Grant’s pen scratched across the lined paper, pulling Callum back to the present. “You mean the bank manager? The one who probably filed a restraining order after you barged into her office?”

“No restraining order,” Callum replied, though his voice carried less conviction than he intended. “At least, not yet.”

Grant raised an eyebrow but didn’t respond, instead jotting something in his meticulous handwriting. Callum caught glimpses of notes—budget calculations, timeline sketches. Grant was always planning, always balancing the chaos Callum created.

Callum sighed, dragging a hand through his hair again. “She wasn’t what I expected, okay? I thought she’d just brush me off like everyone else, but she... she listened. Like, really listened. And then she started digging into my file, like she actually wanted to figure out what was going on.” He paused, frowning. “You know how rare that is? Someone like her, actually bothering to do more than nod politely and say ‘we’ll get back to you’?”

“That’s more than most would do,” Grant pointed out, his pen pausing mid-note. “Sounds like she might actually help.”

Callum hesitated, pacing the room. “She said she’d see what she could do. But all it feels like is more waiting. More hoops to jump through. I don’t need someone looking at spreadsheets and making promises—I need results. I need this to work. The opening is supposed to be in six weeks, Grant. Six weeks.”

Grant didn’t flinch under Callum’s outburst. He rarely did. Instead, he closed the notebook with a soft thud and leaned back in his chair, his calm gaze meeting Callum’s fiery one. “You’re not mad at her. You’re mad because you’re scared.”
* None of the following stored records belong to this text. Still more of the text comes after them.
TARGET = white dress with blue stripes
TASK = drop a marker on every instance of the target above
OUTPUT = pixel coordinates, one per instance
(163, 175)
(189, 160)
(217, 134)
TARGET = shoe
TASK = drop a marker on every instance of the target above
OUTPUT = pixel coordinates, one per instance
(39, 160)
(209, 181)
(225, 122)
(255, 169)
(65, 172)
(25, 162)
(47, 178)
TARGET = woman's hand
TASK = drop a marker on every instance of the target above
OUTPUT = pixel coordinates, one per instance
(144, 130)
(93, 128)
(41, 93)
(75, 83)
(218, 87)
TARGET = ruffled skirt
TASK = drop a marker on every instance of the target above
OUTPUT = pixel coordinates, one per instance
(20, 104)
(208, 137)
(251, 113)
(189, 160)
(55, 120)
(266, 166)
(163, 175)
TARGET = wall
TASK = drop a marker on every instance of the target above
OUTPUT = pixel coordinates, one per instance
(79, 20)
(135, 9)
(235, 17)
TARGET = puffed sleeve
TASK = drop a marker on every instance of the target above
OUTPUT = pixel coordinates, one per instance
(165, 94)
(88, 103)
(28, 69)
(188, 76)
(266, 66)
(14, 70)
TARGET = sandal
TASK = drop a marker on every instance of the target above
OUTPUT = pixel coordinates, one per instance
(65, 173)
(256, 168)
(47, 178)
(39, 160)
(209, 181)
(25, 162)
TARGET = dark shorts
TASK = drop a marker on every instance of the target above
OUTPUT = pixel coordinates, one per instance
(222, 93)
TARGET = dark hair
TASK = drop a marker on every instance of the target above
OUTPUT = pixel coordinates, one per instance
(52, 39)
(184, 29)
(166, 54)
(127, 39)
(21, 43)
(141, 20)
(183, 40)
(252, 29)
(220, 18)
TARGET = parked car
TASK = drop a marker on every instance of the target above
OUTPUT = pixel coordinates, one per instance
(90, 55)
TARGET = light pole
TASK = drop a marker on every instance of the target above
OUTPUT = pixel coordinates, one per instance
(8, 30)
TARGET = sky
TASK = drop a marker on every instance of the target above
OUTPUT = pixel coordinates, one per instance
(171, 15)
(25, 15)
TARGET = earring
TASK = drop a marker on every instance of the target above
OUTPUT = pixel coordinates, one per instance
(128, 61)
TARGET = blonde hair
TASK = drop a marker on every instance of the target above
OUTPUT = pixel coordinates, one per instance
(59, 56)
The words landed like a punch to the gut. Callum stopped pacing, his shoulders stiffening. “I’m not scared,” he said, though the edge in his voice betrayed the lie.

“Yeah, you are,” Grant countered, his tone free of judgment. “Because this isn’t just about the art center, is it? It’s about your mom. It’s about proving to yourself—and everyone else—that you can pull this off.”

Callum opened his mouth to argue, but no words came. Grant’s quiet logic, as always, cut through the storm of his emotions. He hated that Grant was right.

“This place means everything to me,” Callum admitted after a long pause. His voice was quieter now, tinged with something closer to vulnerability. “It’s not just a building. It’s her—everything she stood for. If it fails, it feels like I’m failing her all over again.”

Grant’s expression softened, his usual pragmatism tempered with something more personal. “I get it,” he said, closing his notebook. “But you can’t carry all of it alone. Let people help you. Even bank managers.”

Callum let out a bitter laugh. “Easier said than done.”

“Not everything’s a fight,” Grant said. “Sometimes, people surprise you. Give her a chance to surprise you.”

The advice hung in the air. Callum glanced toward the mural of his mother, the sunlight catching on the sunflower behind her ear. The colors seemed to brighten slightly, as if the mural itself were urging him forward. He didn’t say anything, but his fingers brushed the edge of the sandpaper on the table, his mind churning with the possibility that maybe, just maybe, Grant was right.

For the first time all day, the noise in Callum’s head quieted. He wasn’t sure what he’d do next—revisit the bank, focus on rallying the community, or just keep sanding benches until his thoughts came clear—but for the first time, he wasn’t entirely opposed to the idea of letting someone else in.